Doctorbal / zabbix-postgres-partitioning

Zabbix PostgreSQL version 11 Native Partitioning
MIT License
43 stars 15 forks source link

Partitioning to Timescale #21

Closed vanimesh closed 1 year ago

vanimesh commented 1 year ago

Hi Dr,

First of all thank you for creating such a good documentation for partitioning and always helping us when in trouble with very less response time :-).

We have zabbix 4.0 with postgres and partitioinng. We are planning to upgrade the instance to 6.0 and move to timescale DB. But I am really confused how to proceed. I was just thinking to stop the database and grab the data from partitions(trends and history) into a backup table and remove all the partitions and stop partitioning. But that would be very hectic and lot of downtime. Can you please suggest the better way to do it ?

Doctorbal commented 1 year ago

@vanimesh ,

What you want to do is also something I am considering.

In my opinion (I have not done the research on this yet but am hypothesizing here...) I would consider leveraging logical replication from our on-premise PostgreSQL v13 partitioned instance using these docs to the Azure Flexible Server method - reference.

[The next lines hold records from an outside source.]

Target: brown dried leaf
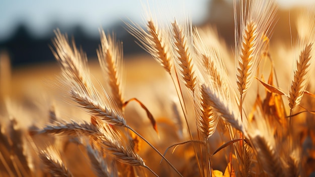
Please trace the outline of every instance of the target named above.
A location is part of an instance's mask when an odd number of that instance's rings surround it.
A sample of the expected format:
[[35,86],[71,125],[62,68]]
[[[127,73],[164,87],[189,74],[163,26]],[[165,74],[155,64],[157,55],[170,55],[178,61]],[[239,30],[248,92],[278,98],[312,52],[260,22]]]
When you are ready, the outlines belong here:
[[257,77],[255,77],[258,80],[259,80],[264,86],[264,87],[265,87],[265,88],[266,88],[266,89],[270,92],[271,93],[276,93],[277,94],[280,95],[285,95],[286,96],[286,94],[283,92],[282,91],[281,91],[280,89],[272,86],[270,84],[267,84],[265,82],[264,82],[264,81],[261,81],[261,80],[260,80],[259,79],[258,79]]

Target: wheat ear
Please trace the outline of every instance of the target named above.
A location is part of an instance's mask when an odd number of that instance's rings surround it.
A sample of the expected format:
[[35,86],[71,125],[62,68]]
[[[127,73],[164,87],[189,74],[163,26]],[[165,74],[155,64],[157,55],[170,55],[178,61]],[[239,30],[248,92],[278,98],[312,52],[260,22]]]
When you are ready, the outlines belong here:
[[180,26],[175,20],[172,26],[174,50],[177,56],[175,66],[185,86],[193,93],[197,79],[193,68],[193,53],[191,51],[193,48],[191,25],[186,22],[183,26]]
[[[255,65],[259,60],[254,60],[253,52],[257,42],[257,26],[254,22],[249,22],[246,25],[243,34],[242,52],[238,61],[237,84],[238,88],[241,95],[246,92],[249,87],[252,76],[256,72]],[[254,68],[255,67],[255,68]]]
[[78,134],[98,137],[102,136],[97,128],[90,123],[84,122],[78,123],[74,121],[70,123],[55,121],[54,125],[48,125],[38,133],[62,134],[66,136],[77,136]]
[[[55,51],[51,48],[56,60],[61,64],[63,76],[67,80],[74,81],[80,85],[87,94],[93,95],[89,88],[92,83],[89,78],[86,54],[78,50],[74,40],[72,45],[67,36],[62,34],[59,29],[54,31],[56,37],[53,40]],[[66,83],[66,84],[68,84]]]
[[284,176],[280,157],[270,140],[262,136],[259,132],[251,140],[257,151],[257,158],[266,174],[268,176]]
[[[103,126],[99,128],[104,135],[99,137],[96,142],[99,143],[104,148],[104,153],[108,154],[117,161],[131,166],[140,166],[148,169],[155,176],[158,175],[146,166],[143,159],[134,151],[133,143],[130,140],[123,140],[123,136],[119,132],[115,132],[109,127]],[[124,141],[126,140],[126,141]],[[95,141],[95,140],[94,140]]]
[[48,147],[45,150],[38,152],[41,160],[53,176],[72,176],[71,172],[64,165],[56,149]]
[[97,50],[99,62],[105,77],[108,81],[112,97],[118,107],[122,108],[122,44],[115,42],[114,37],[108,37],[103,30],[100,30],[101,45]]
[[74,101],[78,103],[87,112],[97,119],[109,125],[127,127],[126,121],[118,112],[119,109],[105,105],[99,97],[98,99],[94,99],[88,95],[80,93],[74,89],[72,89],[70,93]]
[[300,103],[304,91],[309,81],[312,45],[312,43],[306,44],[296,60],[296,68],[294,70],[289,91],[289,106],[291,110]]
[[195,101],[196,104],[197,103],[200,104],[195,106],[197,107],[195,108],[197,127],[205,138],[208,138],[212,135],[216,129],[219,116],[213,109],[208,94],[204,89],[201,90],[200,98],[196,96],[198,98]]
[[152,18],[147,21],[146,30],[139,25],[127,24],[129,32],[141,43],[141,46],[162,66],[170,75],[173,68],[170,44],[167,39],[170,34],[159,28]]
[[[234,3],[237,81],[240,95],[240,111],[244,94],[250,86],[266,47],[263,40],[268,35],[274,18],[274,1],[240,1],[241,36],[238,34],[236,1]],[[248,7],[247,6],[248,6]]]
[[86,146],[86,149],[95,174],[99,177],[112,176],[112,175],[110,173],[110,171],[111,171],[113,173],[114,172],[114,169],[109,169],[109,166],[108,166],[106,162],[104,161],[102,156],[98,151],[96,149],[94,149],[90,145],[88,145]]
[[247,135],[244,125],[240,119],[240,112],[231,110],[231,105],[225,103],[230,101],[221,95],[220,91],[212,90],[205,84],[201,85],[201,90],[207,95],[207,100],[216,113],[219,115],[224,121],[242,132],[244,135]]

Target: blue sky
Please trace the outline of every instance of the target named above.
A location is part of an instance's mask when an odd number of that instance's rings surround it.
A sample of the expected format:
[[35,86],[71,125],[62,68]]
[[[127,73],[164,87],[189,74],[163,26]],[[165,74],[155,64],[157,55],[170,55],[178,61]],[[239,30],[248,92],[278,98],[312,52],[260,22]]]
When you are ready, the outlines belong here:
[[[162,11],[163,16],[173,17],[186,12],[193,22],[198,23],[206,14],[208,1],[1,0],[0,41],[10,37],[21,22],[27,24],[30,31],[38,36],[52,33],[53,24],[65,28],[82,25],[87,32],[98,34],[99,27],[106,28],[126,18],[137,23],[141,22],[144,13],[142,5],[146,3],[151,9]],[[284,6],[312,1],[278,1]]]

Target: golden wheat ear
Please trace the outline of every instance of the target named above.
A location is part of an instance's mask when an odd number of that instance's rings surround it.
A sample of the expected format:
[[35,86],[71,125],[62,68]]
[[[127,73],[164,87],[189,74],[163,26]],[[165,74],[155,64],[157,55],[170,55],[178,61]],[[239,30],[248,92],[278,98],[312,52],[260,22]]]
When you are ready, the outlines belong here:
[[314,68],[315,49],[315,13],[308,12],[299,17],[297,24],[297,48],[299,55],[295,57],[289,89],[289,106],[292,112],[300,104]]
[[115,41],[113,35],[108,37],[103,30],[100,30],[101,45],[97,50],[98,58],[107,84],[111,91],[111,97],[118,107],[122,108],[123,94],[122,45]]
[[74,40],[71,44],[67,35],[61,34],[59,29],[54,31],[56,37],[52,42],[55,49],[51,47],[52,53],[60,64],[64,77],[64,85],[78,84],[87,94],[91,93],[92,82],[88,68],[88,58],[82,50],[77,49]]
[[38,155],[44,163],[46,170],[53,176],[72,176],[65,166],[57,150],[51,146],[38,152]]
[[193,94],[197,84],[197,75],[193,57],[193,38],[191,22],[188,20],[181,24],[175,20],[172,24],[173,53],[177,72],[186,88]]
[[170,53],[168,30],[161,29],[151,18],[147,21],[146,29],[134,24],[126,24],[128,31],[134,36],[146,51],[162,66],[170,75],[173,63]]
[[[90,144],[88,144],[86,148],[95,174],[99,177],[118,176],[117,169],[114,165],[115,163],[104,160],[105,159],[102,154],[98,150],[93,149]],[[111,165],[109,166],[107,163],[110,163]]]
[[264,55],[266,45],[263,38],[272,28],[276,5],[273,1],[240,1],[239,35],[236,2],[234,8],[237,81],[242,104],[243,95],[250,86]]

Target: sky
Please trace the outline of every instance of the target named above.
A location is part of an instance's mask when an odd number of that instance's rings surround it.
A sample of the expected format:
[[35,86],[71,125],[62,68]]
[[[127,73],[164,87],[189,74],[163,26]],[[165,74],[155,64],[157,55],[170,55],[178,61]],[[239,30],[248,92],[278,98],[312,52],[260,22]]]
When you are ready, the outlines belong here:
[[[58,26],[66,28],[82,25],[84,30],[98,35],[100,27],[129,18],[141,22],[145,13],[143,5],[152,11],[163,11],[162,18],[186,12],[195,23],[207,14],[211,0],[0,0],[0,41],[9,38],[21,22],[36,36],[52,33]],[[284,7],[314,0],[278,0]],[[153,8],[152,8],[153,7]],[[157,17],[159,18],[160,17]]]

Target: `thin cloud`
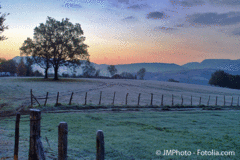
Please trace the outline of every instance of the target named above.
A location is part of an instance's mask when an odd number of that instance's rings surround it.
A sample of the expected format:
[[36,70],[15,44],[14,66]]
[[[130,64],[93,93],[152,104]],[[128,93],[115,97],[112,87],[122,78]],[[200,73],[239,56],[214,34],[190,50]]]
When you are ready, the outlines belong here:
[[152,18],[152,19],[162,19],[164,18],[164,13],[163,12],[150,12],[147,15],[147,18]]
[[192,25],[233,25],[240,23],[240,12],[196,13],[188,16],[188,22]]
[[147,4],[135,4],[132,5],[130,7],[128,7],[129,9],[134,9],[134,10],[141,10],[141,9],[145,9],[145,8],[151,8],[149,5]]
[[230,5],[230,6],[236,6],[240,5],[239,0],[209,0],[210,4],[216,4],[216,5]]
[[178,24],[177,25],[177,27],[183,27],[184,26],[184,24]]
[[118,0],[118,3],[126,3],[126,4],[129,4],[129,0]]
[[136,20],[136,18],[133,17],[133,16],[129,16],[129,17],[126,17],[126,18],[122,19],[122,21],[132,21],[132,20]]
[[82,8],[80,4],[74,4],[74,3],[65,3],[64,7],[66,8]]
[[232,32],[233,35],[238,35],[240,36],[240,28],[236,28],[233,32]]
[[193,7],[197,5],[203,5],[205,2],[203,0],[184,0],[184,1],[179,1],[179,0],[169,0],[172,5],[181,5],[183,7]]
[[175,28],[171,28],[171,27],[157,26],[157,27],[154,27],[153,30],[154,31],[172,31],[172,30],[176,30],[176,29]]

This reduces downtime and my opinion here is the database logical replication simply migrates the SQL data into another database and it doesn't care how that database is set up. It would simply dump the data into the relevant partitions based on the database set up for timescaleDB.

The single most important aspect of Zabbix is the database.

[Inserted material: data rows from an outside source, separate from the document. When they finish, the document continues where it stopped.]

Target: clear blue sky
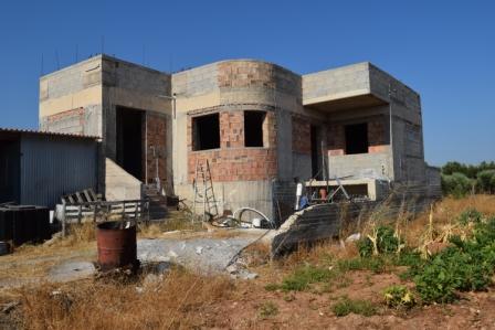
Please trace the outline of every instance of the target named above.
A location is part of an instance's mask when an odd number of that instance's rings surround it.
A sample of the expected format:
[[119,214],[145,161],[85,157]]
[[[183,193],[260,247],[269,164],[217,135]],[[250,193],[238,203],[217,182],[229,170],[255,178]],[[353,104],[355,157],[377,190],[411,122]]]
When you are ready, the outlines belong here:
[[494,1],[1,1],[0,127],[38,127],[38,78],[104,52],[161,71],[254,57],[370,61],[422,96],[425,158],[495,160]]

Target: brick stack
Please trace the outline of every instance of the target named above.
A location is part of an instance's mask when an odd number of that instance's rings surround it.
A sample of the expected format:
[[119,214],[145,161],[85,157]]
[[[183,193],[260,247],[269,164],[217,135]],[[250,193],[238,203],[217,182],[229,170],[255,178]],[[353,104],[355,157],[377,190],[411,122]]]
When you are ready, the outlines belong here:
[[257,181],[276,177],[275,115],[266,114],[265,147],[244,147],[244,111],[220,113],[220,149],[192,151],[192,119],[188,118],[188,177],[192,182],[197,161],[210,162],[213,181]]
[[312,153],[312,132],[309,121],[292,117],[292,150],[298,153]]

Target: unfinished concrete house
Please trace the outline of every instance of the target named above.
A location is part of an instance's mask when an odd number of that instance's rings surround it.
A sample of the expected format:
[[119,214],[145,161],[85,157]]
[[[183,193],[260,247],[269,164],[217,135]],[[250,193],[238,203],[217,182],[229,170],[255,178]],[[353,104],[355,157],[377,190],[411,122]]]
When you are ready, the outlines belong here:
[[368,62],[299,75],[232,60],[167,74],[98,55],[41,77],[40,128],[102,137],[109,200],[146,194],[158,178],[192,203],[207,160],[220,213],[251,206],[278,222],[295,181],[370,201],[398,187],[440,194],[420,96]]

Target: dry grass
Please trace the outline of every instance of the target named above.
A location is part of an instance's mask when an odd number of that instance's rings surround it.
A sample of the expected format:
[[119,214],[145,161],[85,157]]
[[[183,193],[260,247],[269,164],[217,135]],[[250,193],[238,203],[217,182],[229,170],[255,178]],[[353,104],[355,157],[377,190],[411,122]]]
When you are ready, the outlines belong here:
[[420,246],[424,241],[425,232],[430,226],[432,216],[433,235],[442,235],[451,231],[457,223],[459,215],[468,210],[476,209],[487,216],[495,214],[495,195],[472,195],[465,199],[445,198],[432,210],[426,210],[413,220],[401,221],[400,231],[410,246]]
[[[28,329],[191,329],[212,327],[203,313],[227,299],[232,283],[173,269],[143,292],[138,284],[82,281],[20,291]],[[53,295],[56,291],[56,295]]]
[[141,223],[138,226],[138,237],[143,238],[158,238],[164,236],[164,233],[175,231],[206,231],[202,223],[199,221],[191,221],[191,217],[180,211],[172,211],[168,214],[166,221],[158,223]]
[[[495,196],[475,195],[463,200],[447,198],[440,201],[431,213],[436,233],[455,222],[460,213],[471,207],[493,215]],[[390,219],[383,216],[386,213],[386,210],[380,210],[371,216],[364,216],[361,230],[368,228],[370,224],[390,223]],[[402,212],[396,219],[400,224],[398,230],[402,237],[409,245],[418,246],[429,227],[430,212],[426,211],[413,220]],[[183,221],[177,221],[183,224]],[[162,231],[161,226],[150,226],[143,230],[140,235],[160,235]],[[67,242],[56,243],[60,244],[56,246],[84,246],[86,239],[92,239],[91,231],[83,227],[72,235],[74,236],[67,238]],[[24,247],[21,254],[29,253],[29,248]],[[343,246],[336,241],[320,242],[312,246],[302,245],[296,252],[275,263],[267,260],[268,251],[264,244],[253,244],[245,252],[252,256],[250,262],[253,262],[252,266],[256,267],[261,278],[250,283],[244,291],[241,289],[242,284],[234,286],[229,278],[204,277],[180,269],[173,269],[151,286],[145,286],[143,292],[136,290],[136,287],[141,286],[139,281],[115,284],[86,280],[62,286],[46,284],[17,292],[22,302],[21,320],[28,329],[228,328],[232,324],[228,323],[228,318],[222,315],[222,301],[245,304],[245,292],[254,290],[253,286],[259,288],[263,287],[263,283],[278,283],[302,264],[325,265],[329,260],[348,259],[358,255],[354,244]],[[53,291],[60,294],[53,295]],[[265,295],[265,291],[262,292],[261,295]],[[260,299],[264,298],[261,296]],[[239,308],[242,308],[242,305]]]

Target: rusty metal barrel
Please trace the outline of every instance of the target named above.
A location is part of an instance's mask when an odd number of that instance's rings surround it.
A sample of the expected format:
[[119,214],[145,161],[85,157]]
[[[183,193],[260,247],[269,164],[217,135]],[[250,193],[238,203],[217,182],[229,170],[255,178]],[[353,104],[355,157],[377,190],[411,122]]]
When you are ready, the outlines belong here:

In my opinion, this will be possible with the least amount of downtime.

Again, I have not tested this but this is what I would research and try.

I would be very curious to see what you do if your time permits you do work on this.

Zabbix 6.x comes with tons of improvements which I really want to leverage but time and priorities has been unfortunately a factor that hasn't allowed me to look into this at all.

Let me know how you proceed please.

Regards, Andreas

vanimesh commented 1 year ago

Hi @Doctorbal , we are doing everything on-premise. So we are thinking of below.

First we take the backup of all the data from partitions(history and trend) into a backup table.

Approach1

  1. Setup a new instance of 6.0
  2. Migrate the meta data from 4.0 to 6.0
  3. Migrate the history and trend data into the actual tables in v6.0
  4. Then apply the timescale

Approach2

  1. Stop partitioning(please help us with the proper process) in existing 4.0 instance
  2. Then dump all the data from history and trends partitions into actual tables.
  3. Then upgrade zabbix to 6.0
  4. Apply timescale.
Doctorbal commented 1 year ago

@vanimesh ,

I believe Approach1 sounds sensible. Sounds like you are targeting downtime with that or will you use logical replication?

For Approach2 to stop partitioning ensure you configure the partman.part_config as mentioned in this section; e.g.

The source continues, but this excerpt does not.